We think we liked the plot better the first time, when it was called “Dances With Wolves.” Instead of Kevin Costner going Native American, “Avatar” gives us Sam Worthington becoming a ten-foot warrior Smurf. Though the effects in the 3-D version veer into “Dr. Tongue from SCTV” territory a bit too often, the visuals are undeniably stunning, and interact surprisingly seamlessly with the live action. But that’s where the good news ends.

The four-star feast for the eyes is driven by a surprisingly pedestrian script that hugs every shrub on planet Pandora and telegraphs every major plot development at least ten minutes early. The dialogue is full of ham-fisted howlers apparently intended to evoke parallels to America’s recent exploits abroad-- for example, “When people are sitting on top of something you want, you make them your enemy and take it!” The nod to the “blood for oil” school of political thought couldn’t be more obvious if Giovanni Ribisi had turned to the camera and twirled the corner of a handlebar mustache like some sci-fi Snidely Whiplash. (Speaking of howlers, the alien mineral at the heart of the plot is called -- we kid you not -- “Unobtanium.” After twelve years, this is the best Cameron can come up with?)

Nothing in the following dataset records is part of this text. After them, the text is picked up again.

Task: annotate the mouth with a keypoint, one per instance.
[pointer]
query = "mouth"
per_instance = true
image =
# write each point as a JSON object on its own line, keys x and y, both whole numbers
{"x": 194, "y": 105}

The real problem with the movie is that while the cartoons act like real people, the real people act like cartoons. Except for Worthington and his inner circle of high-tech fellow travelers, there’s nary a sympathetic human character to be found here. The bad guys are either heartless corporate tools or heavily armed Halo lookalikes as clueless as they are bloodthirsty. How could the only actual three-dimensional players in the movie end up so...one-dimensional?

If this puppy were a beer commercial, the tagline would be “Looks great -- less filling.”